The Better Messages – Live Chat, Chat Rooms, Real-Time Messaging & Private Messages WordPress plugin is vulnerable to stored cross-site scripting (CWE-79) due to improper neutralization of input during web page generation. Specifically, the guest display name input is not properly sanitized or escaped, enabling unauthenticated attackers to inject arbitrary web scripts. These scripts execute in the context of users who view the injected pages, potentially leading to information disclosure or session hijacking. This vulnerability affects all versions up to and including 2.10.2. The CVSS 3.1 base score is 6.1 (medium), with attack vector network, low attack complexity, no privileges required, user interaction required, scope changed, and low impact on confidentiality and integrity, no impact on availability. There is no vendor advisory or patch link provided at this time.

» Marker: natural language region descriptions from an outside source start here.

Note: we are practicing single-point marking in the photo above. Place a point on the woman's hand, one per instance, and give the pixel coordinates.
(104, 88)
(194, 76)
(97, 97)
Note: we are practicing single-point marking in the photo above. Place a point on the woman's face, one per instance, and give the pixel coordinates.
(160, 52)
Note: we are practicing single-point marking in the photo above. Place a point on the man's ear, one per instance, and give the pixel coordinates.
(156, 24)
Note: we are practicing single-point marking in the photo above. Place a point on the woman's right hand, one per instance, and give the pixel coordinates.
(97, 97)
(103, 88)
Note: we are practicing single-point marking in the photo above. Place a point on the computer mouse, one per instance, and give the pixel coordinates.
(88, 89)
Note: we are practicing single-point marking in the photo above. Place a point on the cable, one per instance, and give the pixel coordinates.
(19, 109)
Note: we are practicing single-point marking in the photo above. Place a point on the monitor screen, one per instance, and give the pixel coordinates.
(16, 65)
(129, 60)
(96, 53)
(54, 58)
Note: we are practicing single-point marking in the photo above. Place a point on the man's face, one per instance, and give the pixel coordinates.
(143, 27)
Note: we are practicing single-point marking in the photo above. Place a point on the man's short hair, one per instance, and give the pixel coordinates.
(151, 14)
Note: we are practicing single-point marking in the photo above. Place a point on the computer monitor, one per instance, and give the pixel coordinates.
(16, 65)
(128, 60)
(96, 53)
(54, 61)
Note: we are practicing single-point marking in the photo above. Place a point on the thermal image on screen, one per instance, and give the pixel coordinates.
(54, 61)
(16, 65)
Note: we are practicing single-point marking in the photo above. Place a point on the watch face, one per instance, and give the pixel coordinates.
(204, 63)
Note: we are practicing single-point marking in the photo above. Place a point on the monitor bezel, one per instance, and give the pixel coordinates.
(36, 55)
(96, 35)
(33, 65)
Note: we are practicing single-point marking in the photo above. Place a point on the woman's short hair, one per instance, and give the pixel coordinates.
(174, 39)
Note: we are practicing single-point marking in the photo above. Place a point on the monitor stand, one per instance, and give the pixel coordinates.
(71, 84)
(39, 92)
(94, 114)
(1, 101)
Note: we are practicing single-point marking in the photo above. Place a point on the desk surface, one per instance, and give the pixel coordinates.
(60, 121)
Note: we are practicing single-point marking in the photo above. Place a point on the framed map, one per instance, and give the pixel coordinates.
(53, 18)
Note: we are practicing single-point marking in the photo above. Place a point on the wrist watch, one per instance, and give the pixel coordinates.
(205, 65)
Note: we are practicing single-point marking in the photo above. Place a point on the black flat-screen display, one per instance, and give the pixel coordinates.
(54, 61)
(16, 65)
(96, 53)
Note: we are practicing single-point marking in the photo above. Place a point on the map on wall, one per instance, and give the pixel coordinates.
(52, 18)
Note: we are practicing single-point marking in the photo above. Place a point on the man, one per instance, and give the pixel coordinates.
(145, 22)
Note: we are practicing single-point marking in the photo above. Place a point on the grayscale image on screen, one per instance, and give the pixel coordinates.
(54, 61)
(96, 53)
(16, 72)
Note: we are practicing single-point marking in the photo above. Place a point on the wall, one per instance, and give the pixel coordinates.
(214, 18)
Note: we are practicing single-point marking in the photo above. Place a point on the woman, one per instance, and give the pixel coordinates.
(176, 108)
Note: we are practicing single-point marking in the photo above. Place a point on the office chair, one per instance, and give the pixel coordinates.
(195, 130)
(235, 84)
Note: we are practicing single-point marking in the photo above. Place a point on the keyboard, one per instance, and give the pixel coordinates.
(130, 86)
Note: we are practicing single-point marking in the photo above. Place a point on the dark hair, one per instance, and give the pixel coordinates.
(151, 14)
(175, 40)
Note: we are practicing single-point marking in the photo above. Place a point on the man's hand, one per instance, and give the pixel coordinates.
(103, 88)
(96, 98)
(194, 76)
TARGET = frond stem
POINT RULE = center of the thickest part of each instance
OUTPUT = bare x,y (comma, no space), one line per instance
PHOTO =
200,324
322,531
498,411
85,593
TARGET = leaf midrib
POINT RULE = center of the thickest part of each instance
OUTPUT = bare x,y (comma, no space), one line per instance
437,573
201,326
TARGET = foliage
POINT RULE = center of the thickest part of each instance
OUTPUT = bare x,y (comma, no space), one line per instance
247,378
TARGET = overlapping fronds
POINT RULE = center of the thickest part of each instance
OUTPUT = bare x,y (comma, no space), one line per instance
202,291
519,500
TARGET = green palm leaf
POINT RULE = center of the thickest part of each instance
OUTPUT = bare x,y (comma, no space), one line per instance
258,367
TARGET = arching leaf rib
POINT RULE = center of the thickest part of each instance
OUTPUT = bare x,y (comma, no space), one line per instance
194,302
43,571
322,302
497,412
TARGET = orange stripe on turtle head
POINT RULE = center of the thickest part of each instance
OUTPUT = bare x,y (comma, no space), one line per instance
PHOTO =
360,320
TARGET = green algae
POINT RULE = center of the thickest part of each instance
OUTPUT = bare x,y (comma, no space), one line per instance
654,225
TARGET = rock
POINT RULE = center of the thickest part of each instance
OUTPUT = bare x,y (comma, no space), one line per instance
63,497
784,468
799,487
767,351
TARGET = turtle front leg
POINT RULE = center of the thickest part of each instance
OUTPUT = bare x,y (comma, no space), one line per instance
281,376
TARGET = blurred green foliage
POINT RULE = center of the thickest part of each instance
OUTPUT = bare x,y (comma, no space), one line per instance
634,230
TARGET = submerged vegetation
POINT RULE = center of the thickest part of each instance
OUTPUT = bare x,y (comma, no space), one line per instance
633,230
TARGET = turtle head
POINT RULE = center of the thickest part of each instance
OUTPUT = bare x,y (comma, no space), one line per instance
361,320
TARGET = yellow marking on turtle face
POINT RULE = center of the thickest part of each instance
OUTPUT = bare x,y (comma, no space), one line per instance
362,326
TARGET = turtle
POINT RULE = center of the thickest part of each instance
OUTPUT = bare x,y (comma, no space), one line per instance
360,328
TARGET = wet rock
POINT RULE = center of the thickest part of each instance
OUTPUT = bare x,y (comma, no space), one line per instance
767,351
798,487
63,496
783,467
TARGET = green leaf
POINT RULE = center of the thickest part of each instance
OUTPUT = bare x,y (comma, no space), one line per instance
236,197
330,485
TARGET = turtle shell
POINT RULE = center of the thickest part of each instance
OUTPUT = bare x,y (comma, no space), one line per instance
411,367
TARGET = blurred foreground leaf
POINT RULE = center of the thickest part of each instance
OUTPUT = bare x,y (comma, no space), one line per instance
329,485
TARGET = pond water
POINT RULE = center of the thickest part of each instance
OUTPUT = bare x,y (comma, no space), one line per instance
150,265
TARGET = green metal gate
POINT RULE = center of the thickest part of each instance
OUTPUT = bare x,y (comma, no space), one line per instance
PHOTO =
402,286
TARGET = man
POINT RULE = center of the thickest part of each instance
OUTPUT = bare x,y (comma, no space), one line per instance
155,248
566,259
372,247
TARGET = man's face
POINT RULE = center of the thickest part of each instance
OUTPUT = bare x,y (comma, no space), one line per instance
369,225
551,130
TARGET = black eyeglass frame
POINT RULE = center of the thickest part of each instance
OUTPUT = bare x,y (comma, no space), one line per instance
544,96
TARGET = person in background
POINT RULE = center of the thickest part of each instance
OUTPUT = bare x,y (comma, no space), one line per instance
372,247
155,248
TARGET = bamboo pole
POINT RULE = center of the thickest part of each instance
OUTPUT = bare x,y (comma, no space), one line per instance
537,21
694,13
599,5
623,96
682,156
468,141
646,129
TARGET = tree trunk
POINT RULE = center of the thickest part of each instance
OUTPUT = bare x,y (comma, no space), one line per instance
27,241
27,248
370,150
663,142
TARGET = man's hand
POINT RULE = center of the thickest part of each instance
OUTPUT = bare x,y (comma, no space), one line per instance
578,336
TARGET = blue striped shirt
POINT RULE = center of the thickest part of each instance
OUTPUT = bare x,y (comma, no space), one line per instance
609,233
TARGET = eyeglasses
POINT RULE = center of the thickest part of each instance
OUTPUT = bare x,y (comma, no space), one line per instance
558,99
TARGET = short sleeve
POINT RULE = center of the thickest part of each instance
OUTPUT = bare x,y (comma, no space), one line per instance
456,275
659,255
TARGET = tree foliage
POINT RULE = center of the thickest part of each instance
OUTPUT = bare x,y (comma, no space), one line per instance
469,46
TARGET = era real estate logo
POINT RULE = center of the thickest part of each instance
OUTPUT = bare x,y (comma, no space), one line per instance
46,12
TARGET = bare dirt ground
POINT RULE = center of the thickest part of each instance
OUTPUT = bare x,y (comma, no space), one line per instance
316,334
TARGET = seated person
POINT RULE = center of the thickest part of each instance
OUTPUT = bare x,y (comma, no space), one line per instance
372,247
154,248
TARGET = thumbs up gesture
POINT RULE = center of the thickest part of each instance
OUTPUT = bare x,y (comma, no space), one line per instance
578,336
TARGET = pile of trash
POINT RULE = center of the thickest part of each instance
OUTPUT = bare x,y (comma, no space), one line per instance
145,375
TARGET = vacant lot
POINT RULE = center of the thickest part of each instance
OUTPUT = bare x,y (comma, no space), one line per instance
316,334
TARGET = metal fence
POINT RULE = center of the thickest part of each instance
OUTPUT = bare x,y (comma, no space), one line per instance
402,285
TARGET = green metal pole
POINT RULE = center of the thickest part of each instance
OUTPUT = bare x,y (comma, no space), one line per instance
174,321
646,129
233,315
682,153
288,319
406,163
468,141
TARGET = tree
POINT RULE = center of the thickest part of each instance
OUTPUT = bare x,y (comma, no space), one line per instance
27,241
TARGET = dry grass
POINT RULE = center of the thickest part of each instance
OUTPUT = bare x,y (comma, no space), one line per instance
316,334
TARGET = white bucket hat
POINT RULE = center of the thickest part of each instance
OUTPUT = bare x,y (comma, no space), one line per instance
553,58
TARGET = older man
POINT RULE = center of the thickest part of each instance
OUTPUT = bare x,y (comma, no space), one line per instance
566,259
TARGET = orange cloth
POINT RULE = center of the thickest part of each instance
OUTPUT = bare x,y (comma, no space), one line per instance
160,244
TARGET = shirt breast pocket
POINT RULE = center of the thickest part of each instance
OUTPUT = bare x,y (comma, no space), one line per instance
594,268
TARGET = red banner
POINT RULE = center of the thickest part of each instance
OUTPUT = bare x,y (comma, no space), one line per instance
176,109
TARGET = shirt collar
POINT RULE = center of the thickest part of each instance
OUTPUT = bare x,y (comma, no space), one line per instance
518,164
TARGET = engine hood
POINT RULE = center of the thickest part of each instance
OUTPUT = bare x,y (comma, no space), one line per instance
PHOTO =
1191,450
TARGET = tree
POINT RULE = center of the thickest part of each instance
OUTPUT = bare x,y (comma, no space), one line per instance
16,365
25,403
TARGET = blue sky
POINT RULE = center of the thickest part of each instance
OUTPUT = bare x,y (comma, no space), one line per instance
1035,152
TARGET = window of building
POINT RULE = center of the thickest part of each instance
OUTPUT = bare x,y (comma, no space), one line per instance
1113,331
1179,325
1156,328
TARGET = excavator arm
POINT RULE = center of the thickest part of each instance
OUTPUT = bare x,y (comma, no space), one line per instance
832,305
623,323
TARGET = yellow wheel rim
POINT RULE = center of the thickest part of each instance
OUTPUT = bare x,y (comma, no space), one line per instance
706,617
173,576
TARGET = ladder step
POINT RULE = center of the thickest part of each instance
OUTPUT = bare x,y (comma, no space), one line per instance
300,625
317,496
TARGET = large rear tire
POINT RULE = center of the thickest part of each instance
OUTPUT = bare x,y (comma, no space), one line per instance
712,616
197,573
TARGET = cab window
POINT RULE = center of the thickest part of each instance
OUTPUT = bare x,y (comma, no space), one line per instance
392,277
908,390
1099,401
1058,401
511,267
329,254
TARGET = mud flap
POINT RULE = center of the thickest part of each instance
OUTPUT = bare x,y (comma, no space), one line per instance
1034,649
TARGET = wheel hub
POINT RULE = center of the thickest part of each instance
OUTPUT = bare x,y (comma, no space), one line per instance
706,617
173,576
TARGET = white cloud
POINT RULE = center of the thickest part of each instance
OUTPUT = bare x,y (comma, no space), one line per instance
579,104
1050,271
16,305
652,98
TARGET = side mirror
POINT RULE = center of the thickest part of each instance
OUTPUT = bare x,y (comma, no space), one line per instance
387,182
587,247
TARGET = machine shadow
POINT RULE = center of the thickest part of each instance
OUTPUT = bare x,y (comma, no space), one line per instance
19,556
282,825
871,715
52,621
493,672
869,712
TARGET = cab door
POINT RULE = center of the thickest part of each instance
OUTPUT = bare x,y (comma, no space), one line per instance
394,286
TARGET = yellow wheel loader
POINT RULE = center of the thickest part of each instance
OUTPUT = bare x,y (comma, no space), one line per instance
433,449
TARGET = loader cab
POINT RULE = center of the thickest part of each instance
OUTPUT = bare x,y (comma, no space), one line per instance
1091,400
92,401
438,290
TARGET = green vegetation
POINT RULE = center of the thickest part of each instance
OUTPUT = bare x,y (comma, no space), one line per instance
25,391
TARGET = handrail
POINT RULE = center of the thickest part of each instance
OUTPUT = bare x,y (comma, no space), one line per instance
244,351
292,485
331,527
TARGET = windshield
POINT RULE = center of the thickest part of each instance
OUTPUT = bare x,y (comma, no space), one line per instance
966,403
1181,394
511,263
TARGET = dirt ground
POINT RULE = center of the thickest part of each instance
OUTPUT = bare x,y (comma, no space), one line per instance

An attacker can inject persistent malicious scripts via the guest display name field, which execute when other users access the affected pages. This can lead to unauthorized actions performed in the context of the victim user, such as theft of session tokens or other sensitive information. The impact is limited to confidentiality and integrity with no reported impact on availability. The vulnerability requires user interaction (victim visiting the injected page) and no privileges or authentication are needed by the attacker.

Patch status is not yet confirmed — check the vendor advisory for current remediation guidance. Since no official patch or fix is currently referenced, users should monitor the vendor's communications for updates. Until a fix is available, consider restricting guest user input or applying web application firewall (WAF) rules to detect and block suspicious input patterns related to guest display names. Avoid exposing the guest display name field in contexts where script execution could occur.